But what about the Z axis ? well a screw thread or better yet a lead screw has an exactly engineered thread, it may be slower than a toothed belt but you’re very unlikely to find your Z axis needs calibrating…
That said there is a good chance that X & Y axis may well be just a touch out of calibration, while 1 or 2 percent is going to make a really tiny (i.e. no!) difference, on most small parts you want to print, when you want to print something larger you could well notice the difference. For example mortice and tenon joins of different prints, or even more exacting (believe it or not) interfacing with Legos, you will find a properly calibrated printer essential.
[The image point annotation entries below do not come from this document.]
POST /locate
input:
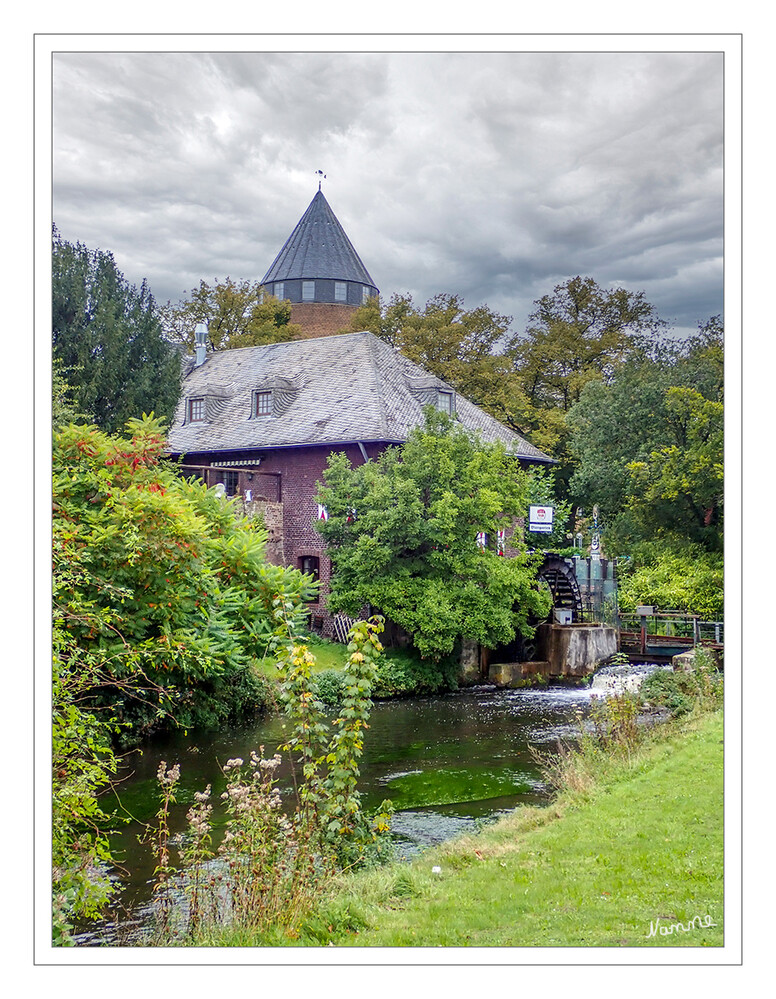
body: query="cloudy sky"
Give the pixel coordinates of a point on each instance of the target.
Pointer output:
(494, 175)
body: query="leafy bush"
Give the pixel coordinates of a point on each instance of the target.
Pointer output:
(405, 675)
(682, 690)
(330, 686)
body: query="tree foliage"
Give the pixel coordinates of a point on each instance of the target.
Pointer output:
(402, 535)
(237, 314)
(461, 347)
(673, 575)
(648, 446)
(107, 337)
(678, 488)
(158, 576)
(579, 334)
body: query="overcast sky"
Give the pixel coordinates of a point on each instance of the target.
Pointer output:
(492, 175)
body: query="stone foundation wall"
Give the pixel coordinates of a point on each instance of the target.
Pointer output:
(272, 515)
(575, 649)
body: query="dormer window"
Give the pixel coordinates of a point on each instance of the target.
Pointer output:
(445, 403)
(262, 403)
(196, 410)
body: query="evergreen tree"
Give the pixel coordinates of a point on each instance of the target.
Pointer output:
(108, 336)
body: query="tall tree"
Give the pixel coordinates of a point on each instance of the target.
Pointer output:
(237, 314)
(581, 333)
(108, 337)
(462, 347)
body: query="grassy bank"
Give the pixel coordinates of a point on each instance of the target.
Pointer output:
(634, 845)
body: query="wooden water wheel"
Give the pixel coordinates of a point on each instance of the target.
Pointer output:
(564, 588)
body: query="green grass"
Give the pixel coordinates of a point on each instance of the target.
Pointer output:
(640, 846)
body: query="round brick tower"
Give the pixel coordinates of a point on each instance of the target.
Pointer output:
(320, 273)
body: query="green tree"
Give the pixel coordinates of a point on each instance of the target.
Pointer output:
(107, 337)
(581, 333)
(673, 576)
(678, 488)
(158, 576)
(626, 420)
(462, 347)
(402, 534)
(237, 314)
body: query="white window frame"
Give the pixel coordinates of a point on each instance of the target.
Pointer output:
(263, 398)
(199, 403)
(446, 402)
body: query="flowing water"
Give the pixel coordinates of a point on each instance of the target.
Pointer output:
(447, 763)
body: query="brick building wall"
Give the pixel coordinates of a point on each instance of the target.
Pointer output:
(283, 491)
(321, 319)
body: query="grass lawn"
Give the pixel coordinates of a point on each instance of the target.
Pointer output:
(642, 849)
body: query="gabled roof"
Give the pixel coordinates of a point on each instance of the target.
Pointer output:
(318, 248)
(328, 391)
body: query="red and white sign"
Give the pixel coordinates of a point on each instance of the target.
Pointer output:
(540, 519)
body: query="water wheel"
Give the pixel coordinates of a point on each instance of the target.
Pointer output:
(562, 582)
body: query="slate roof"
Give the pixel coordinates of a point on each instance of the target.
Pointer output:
(318, 248)
(332, 390)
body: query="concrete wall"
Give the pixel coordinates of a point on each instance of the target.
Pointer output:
(575, 649)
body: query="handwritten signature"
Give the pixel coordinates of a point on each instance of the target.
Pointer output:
(697, 923)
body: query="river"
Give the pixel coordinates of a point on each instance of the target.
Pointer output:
(447, 763)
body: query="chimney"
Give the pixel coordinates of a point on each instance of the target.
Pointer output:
(200, 334)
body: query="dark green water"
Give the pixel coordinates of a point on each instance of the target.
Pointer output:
(446, 763)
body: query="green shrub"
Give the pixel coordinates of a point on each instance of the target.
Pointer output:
(329, 686)
(400, 674)
(682, 690)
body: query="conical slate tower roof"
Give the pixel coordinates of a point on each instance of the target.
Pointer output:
(319, 249)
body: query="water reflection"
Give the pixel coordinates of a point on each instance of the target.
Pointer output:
(448, 764)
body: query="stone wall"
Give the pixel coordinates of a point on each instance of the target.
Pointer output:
(575, 649)
(272, 515)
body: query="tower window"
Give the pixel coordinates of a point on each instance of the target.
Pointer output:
(196, 410)
(262, 403)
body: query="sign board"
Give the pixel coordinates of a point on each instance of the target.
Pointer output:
(540, 519)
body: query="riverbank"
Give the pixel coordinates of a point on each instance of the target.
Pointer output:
(630, 857)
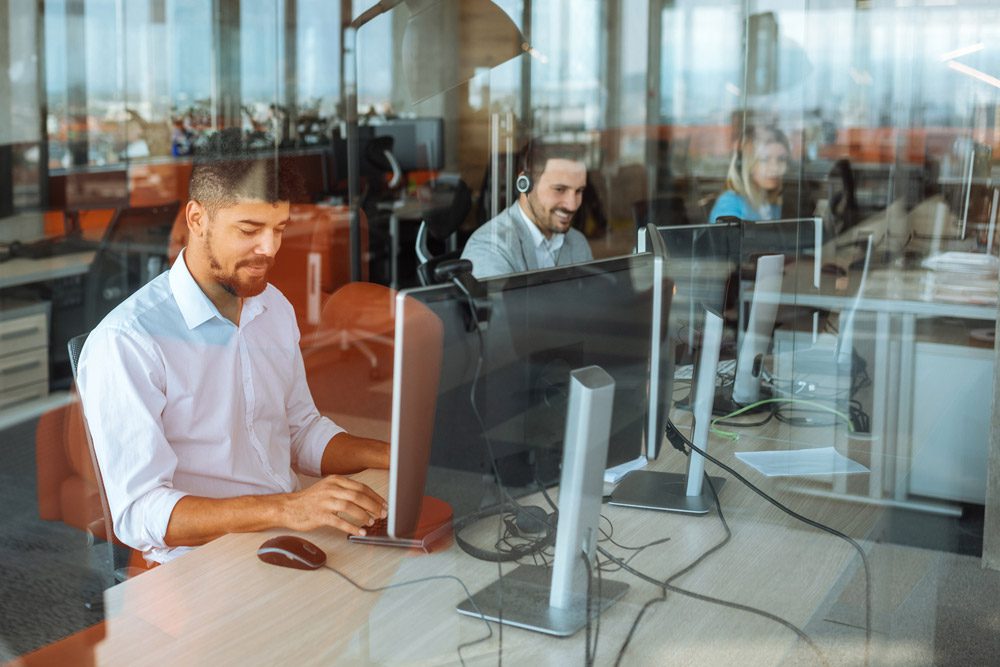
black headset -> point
(524, 183)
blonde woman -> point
(753, 184)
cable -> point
(468, 596)
(667, 586)
(810, 522)
(797, 401)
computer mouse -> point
(834, 270)
(531, 520)
(291, 551)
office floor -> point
(940, 607)
(47, 570)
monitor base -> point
(664, 491)
(521, 599)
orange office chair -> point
(70, 487)
(349, 359)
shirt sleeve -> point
(121, 383)
(309, 431)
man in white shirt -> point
(195, 391)
(535, 232)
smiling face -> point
(234, 247)
(770, 165)
(556, 196)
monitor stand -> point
(521, 599)
(675, 492)
(554, 601)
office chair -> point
(135, 563)
(351, 356)
(452, 201)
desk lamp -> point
(431, 68)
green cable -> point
(732, 435)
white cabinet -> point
(24, 352)
(952, 399)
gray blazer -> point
(503, 245)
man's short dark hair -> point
(226, 173)
(538, 152)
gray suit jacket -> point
(503, 245)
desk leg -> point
(904, 424)
(880, 390)
(393, 249)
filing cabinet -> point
(24, 352)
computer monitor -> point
(800, 240)
(414, 519)
(559, 601)
(542, 324)
(132, 252)
(417, 143)
(703, 263)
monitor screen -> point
(702, 261)
(417, 143)
(542, 325)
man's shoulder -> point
(503, 222)
(147, 309)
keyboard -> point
(726, 367)
(378, 529)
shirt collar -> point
(537, 238)
(194, 304)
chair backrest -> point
(453, 201)
(75, 346)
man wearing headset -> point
(536, 231)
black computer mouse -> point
(531, 520)
(292, 551)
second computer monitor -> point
(503, 396)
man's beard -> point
(544, 219)
(232, 283)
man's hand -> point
(322, 504)
(346, 454)
(197, 520)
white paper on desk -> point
(796, 462)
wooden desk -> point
(884, 320)
(24, 271)
(220, 605)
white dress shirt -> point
(180, 400)
(546, 250)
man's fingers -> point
(363, 495)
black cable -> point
(806, 520)
(489, 448)
(667, 586)
(761, 422)
(468, 595)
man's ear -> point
(197, 218)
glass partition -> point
(856, 139)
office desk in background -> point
(23, 271)
(220, 605)
(930, 399)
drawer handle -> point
(20, 368)
(19, 401)
(20, 333)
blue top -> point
(731, 203)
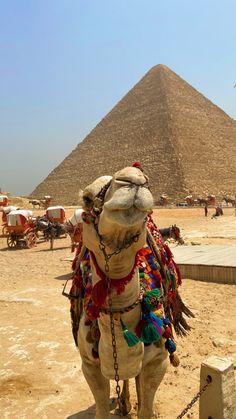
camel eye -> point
(88, 202)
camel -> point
(114, 230)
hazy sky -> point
(64, 64)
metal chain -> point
(195, 398)
(107, 257)
(114, 351)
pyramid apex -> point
(160, 67)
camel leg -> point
(147, 383)
(125, 398)
(100, 388)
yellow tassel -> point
(89, 338)
(174, 359)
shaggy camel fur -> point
(119, 230)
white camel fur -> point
(127, 202)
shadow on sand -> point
(64, 277)
(53, 250)
(90, 412)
The first job is to take some measurements, it doesn’t matter if you don’t have a fancy pants engineers ruler where zero is exactly on the end of the ruler, but it is handy if the end is square… for the Y axis its easy to use the bed itself as guide for the ruler and the frame as a stop. Using either the menu on the printer itself or software like Pronterface move the bed so its convenient to take a measurement, remembering that you need to be able to leave room to move the bed 100mm. Take your first measurement and then move the bed 100mm so you can take a second measurement. Subtract one from the other and if you end up with 100mm then happy days, meanwhile in the practical world 😉 you might have a value like say 101mm, write this down as your actual Y axis movement.
Its no surprise that the X axis is rinse and repeat… find a convenient place to brace your ruler and make two measurement before and after an X axis 100mm move.
In case you are wondering what about all those 10mm-30mm calibration shapes on thingiverse…? Well they are a complete waste time, do you really think you could accurately measure 1% difference over 10mm? Personally I’m not so confident about my measuring ability.
Buried in the control menu of your printers LCD you should be able to find what your current steps per millimetre is for your X & Y axes with this information you have everything you need, so its time for a formula!
new steps per mm = old steps per mm * ( 100 / actual distance moved )
Although its a simple formula lets work and example through, given a machine with 80.75 steps per mm setting and a measured movement of 101mm
N = 80.75 * ( 100 / 101 ) 80.75 * ( .9900990099 ) 79.95049504950495
Its not unusual for supplied firmware to come without EEPROM support, this is because when giving support for a kit, when the machine is power cycled it will be in a known state without any oddness from some errant setting in the EEPROM… Luckily because of the power of gcode this doesn’t mean we have to recompile our firmware. A simpler method and just as effective is to embed the settings into each print, many slicers will allow you to put your own “custom” gcode into the print for example in Slic3r in the printer tab there is a text box for the code you wish to be put at the start of each print
M92 X79.950495 Y81.565657
Inserting gcode like this with the appropriate values will make sure that your printer is “reset” to the correct calibration.
Obviously you do need to check that everything has gone okay, two options, either repeat the measurement procedure above or if you’re super confident print out a 10cm X 10cm L shape…